Für die Ausbildung zum Facharzt in Medizin und/oder Zahnmedizin (z.B. Oralchirurige, Kieferorthopädie, rekonstruktive Zahnmedizin, Neurologie, Neurochirurgie, Dermatologie, ….) wird eine Assistenzstelle an einer Universitätsklinik vorausgesetzt. Die Besetzung solcher Assistenzstellen entscheidet somit über die berufliche Zukunft junger Medizinerinnen und Mediziner. An einer öffentlichen Universitätsklinik müssen daher für die Selektion zu solchen Ausbildungen Kriterien angewandt werden, welche dem Prinzip der Chancengleichheit genügen. Dazu stellen wir Fragen:

  1. Welches sind die Kriterien, die bei der Besetzung von Assistenzstellen in der Facharzt­ausbildung zum Tragen kommen?
  2. Wie viele solche Assistenzstellen werden pro Jahr in den unterschiedlichen Facharztausbildungen am Universitätsspital Zürich angeboten? Genügt das Stellenangebot der Nachfrage? Aus welchen Ländern stammen die Bewerberinnen und Bewerber? In wie vielen Fällen werden Absagen erteilt und wie werden diese begründet? Werden Wartelisten geführt?
  3. Wie viele solche Assistenzstellen sind durch ausländische Ärztinnen und Ärzte besetzt, die ihr Medizinstudium nicht an einer Schweizer Universität abgeschlossen haben?

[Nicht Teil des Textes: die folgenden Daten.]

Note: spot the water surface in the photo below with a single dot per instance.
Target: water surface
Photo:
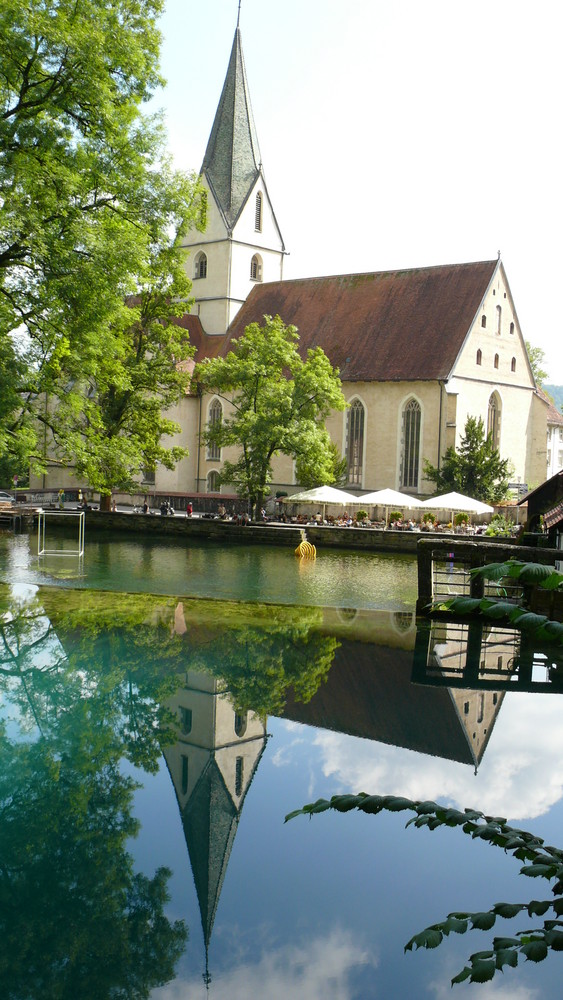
(151, 745)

  4. Lässt sich zwischen der Nationalität eines Professors (Klinikleiters) und der Nationalität seiner Oberärzte und Assistenzärzte eine Korrelation herleiten? Wir bitten um einen zahlenmässigen Beleg dieser Antwort.
  5. Wie kommt es, dass offenbar in der Schweiz ausgebildete Ärztinnen und Ärzte mangels Assistenzarztstelle ihre Facharztausbildung nicht antreten können, und gleichzeitig solche benötigte Weiterbildungsstellen an ausländische Mediziner vergeben werden?
  6. Sind die Gesundheits- und die Bildungsdirektion bereit, Massnahmen zu treffen, damit Menschen, in welche Schweizer Steuerzahlerinnen und Steuerzahler investiert haben, Vorrang vor im Ausland ausgebildeten Ärzten haben? Eine Art Inländervorrang?
  7. Sofern der Auslandaufenthalt von Assistenzärztinnen und Assistenzärzten als wichtig für die Ausbildung empfunden wird: Gibt es Partnerschaften zwischen Universitätskliniken verschiedener europäischer Städte – respektive werden im Gegenzug zu ausländischen Ärzten an Schweizer Kliniken junge in der Schweiz ausgebildete Ärztinnen bei der Suche von Assistenzarztstellen zur Fachausbildung im Ausland unterstützt?

Für die Beantwortung dieser Fragen danken wir herzlich.